Connor's brows pull up, but a moment later she is shaking her head. The doubt, the fear, is hard to shake.
"Philadelphia," she says to him, with determination, "We have no time to stop."
"They will travel with us, Connor," the old man persists, tone as final as it could be, "We need them. You need them. You must confront them with the truth, and allow them to see it, if you hope to mend anything that has been broken which I highly doubt."
It was the truth, and Connor could only let her head fall back upon the wall of the cabin. The rain thundering upon its roof did little to soothe these feelings.
The dark line around her neck causes pain, along with the deep wound in her shoulder. The cold of the rain has enveloped her and will not leave. Shivering wracks her entire body. Composing herself is impossible.
The only comforting thought? That another Templar was gone, and George Washington would live another day.
The carriage pulls to a halt and Connor's stomach leaps and twists about in crazy ways. A hand moves up to rub at her forehead as the clop of horse hooves are heard, separate of their carriage.

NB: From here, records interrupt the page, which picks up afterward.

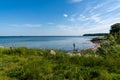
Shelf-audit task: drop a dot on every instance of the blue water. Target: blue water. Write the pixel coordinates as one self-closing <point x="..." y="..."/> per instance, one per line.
<point x="49" y="42"/>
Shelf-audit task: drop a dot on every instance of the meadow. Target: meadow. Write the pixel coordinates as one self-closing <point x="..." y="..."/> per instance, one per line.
<point x="38" y="64"/>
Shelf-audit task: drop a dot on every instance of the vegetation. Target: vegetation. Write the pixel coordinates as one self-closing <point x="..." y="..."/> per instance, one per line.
<point x="115" y="28"/>
<point x="96" y="34"/>
<point x="38" y="64"/>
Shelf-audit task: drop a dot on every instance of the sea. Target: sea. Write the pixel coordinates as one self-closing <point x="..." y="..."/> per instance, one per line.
<point x="48" y="42"/>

The gliding of a tongue quickly over her lips helps pull her back into her right mind. The taste of blood and mud and rain is so bittersweet. When she looks down, her destroyed shirt and pants are speckled with the stuff.
The door to the cabin opens, and curious eyes peer inside. They are wary for reason or another.
As Connor meets them with her own curious brown pair, she can't help but breathe a sigh of relief. These faces, they were familiar, friendly. Instinctively she wraps her arms around herself. The carriage wobbles slightly as Stephane steps into the cabin.
As others join him, and the carriage begins to move again, and a few horses appear alongside them, the Assassin licks nervously at her lips. It's the only thing that comforts her right now.
Because blood, in this moment, is the only reminder of victory over the Templars, and over death itself.